Not too long ago, a man shot and killed a 14-year-old boy and
his grandfather at the Jewish Community Center of Greater Kansas City and then
drove to a nearby Jewish retirement community where he shot and killed a third
person. Police arrested a suspect, Frazier Glenn Cross, who shouted "Heil Hitler" after he was taken
into custody.
Cross,
who also goes by Frazier Glenn Miller, is a well-known right wing
extremist who founded the Carolina Knights of the Ku Klux Klan and the White
Patriot Party, according to the Southern Poverty Law Center.
The death toll in the shootings in Kansas is similar
to that of last year's Boston Marathon bombings, where three people were killed
and the suspects later killed a police officer as they tried to evade capture.
Since 9/11 extremists affiliated with a variety of
far-right wing ideologies, including white supremacists, anti-abortion
extremists and anti-government militants, have killed more people in the United
States than have extremists motivated by al Qaeda's ideology.
According to a
count by the New America Foundation, right wing extremists have killed 34 people
in the United States for political reasons since 9/11. (The total includes the
latest shootings in Kansas, which are being classified as a hate crime).
Terrorists motivated by al Qaeda's ideology have
killed 21 people in the United States since 9/11.

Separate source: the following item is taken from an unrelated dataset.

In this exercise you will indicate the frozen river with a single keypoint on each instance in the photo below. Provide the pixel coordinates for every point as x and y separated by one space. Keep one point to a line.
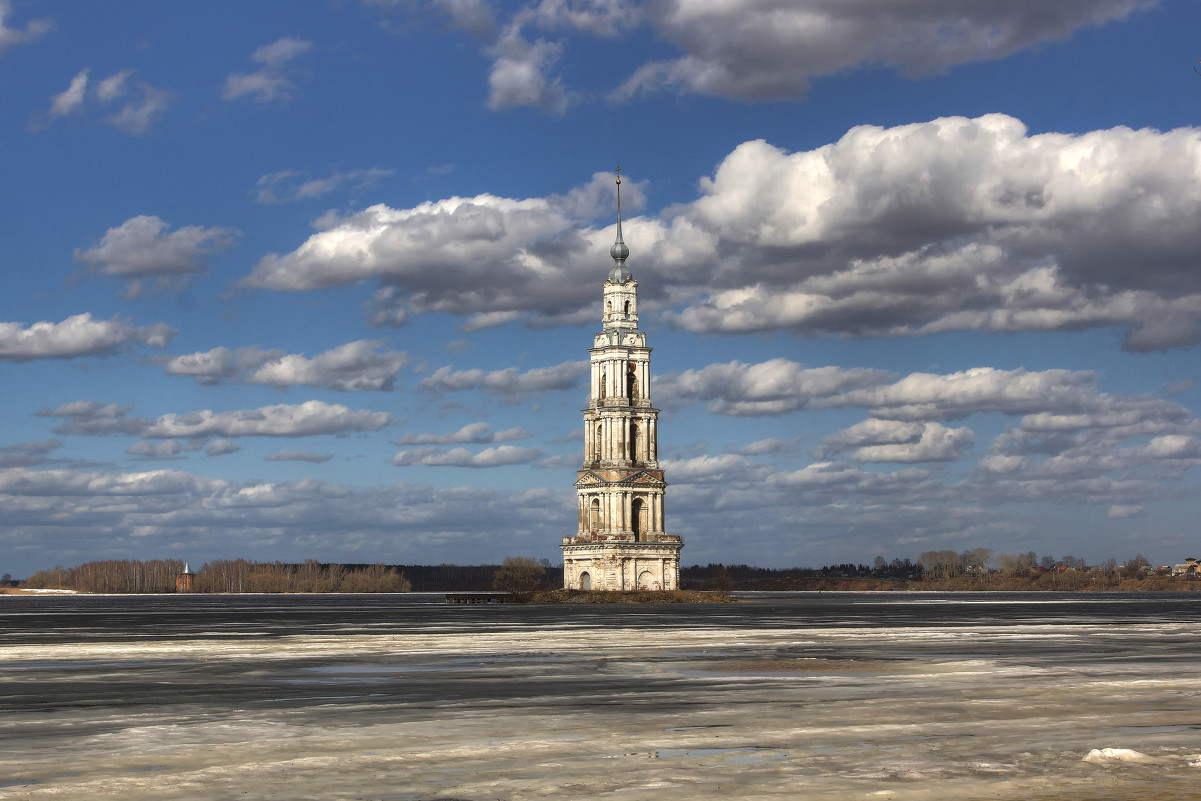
836 695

(Although a variety of left wing militants and
environmental extremists have carried out violent attacks for political reasons
against property and individuals since 9/11, none have been linked to a lethal
attack, according to research by the New America Foundation.)
Since 9/11 none of the more than 200 individuals indicted or
convicted in the United States of some act of jihadist terrorism have acquired
or used chemical or biological weapons or their precursor materials, while 13
individuals motivated by right wing extremist ideology, one individual
motivated by left-wing extremist ideology, and two with idiosyncratic beliefs,
used or acquired such weapons or their precursors.
Our freedoms allow these types of controversial attitudes, feelings, and philosophies to flourish. And, when one ponders, reflects, and wonders... it can be no other way.